Isn’t that the way it works?

For me, it didn’t work that way.

I played the blame game. My parents didn’t do enough to help me find an occupation. My high school counselor didn’t do enough counselling. My teachers didn’t challenge me.

The final responsibility for my college success or failure rested with me. When I started having trouble, I should have contacted my counsellor for help. I didn’t. I didn’t tell anyone nor did I ask anyone for help or suggestions for getting help.

My failure was my fault.

“DROP”

I know I let my parents down. They were both college graduates. I was embarrassed when I told friends and family what happened. My plan was to enroll in another college in the fall. I found out colleges don’t take students who have just flunked out of another college.

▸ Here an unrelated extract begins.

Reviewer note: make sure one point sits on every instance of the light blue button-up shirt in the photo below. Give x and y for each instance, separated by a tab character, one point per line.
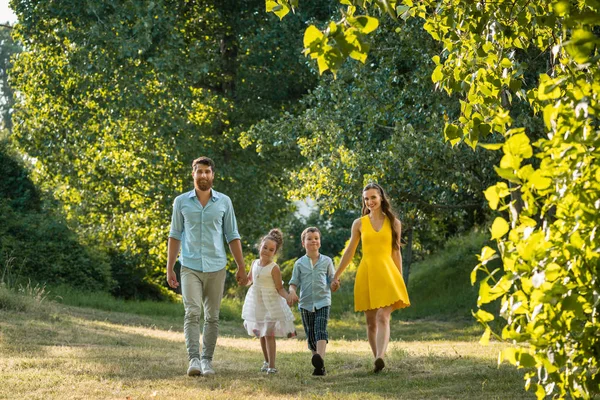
313	282
201	230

My life was grinding to a halt. I was frozen. I had no idea what to do. This was the summer of 1966. President Lyndon Johnson announced the largest military draft since World War II. Afraid of being drafted and ending up in the infantry, I enlisted for three years in the Army. Away I went.

In September 1969 I was discharged and entered Indiana State University. My major? I didn’t have one. During the three years I spent in the Army I made no plans for my future other than deciding to go back to college. A college degree was supposed to be the ticket to a successful life.

“DROP”

It still haunted me.

Going to college without career counselling is like going to the grocery store without a shopping list. When you checkout you’ve rolled the dice on next week’s meals.

You don’t want to roll the dice on your future.

“DROP”

It was still casting a very long shadow on my life.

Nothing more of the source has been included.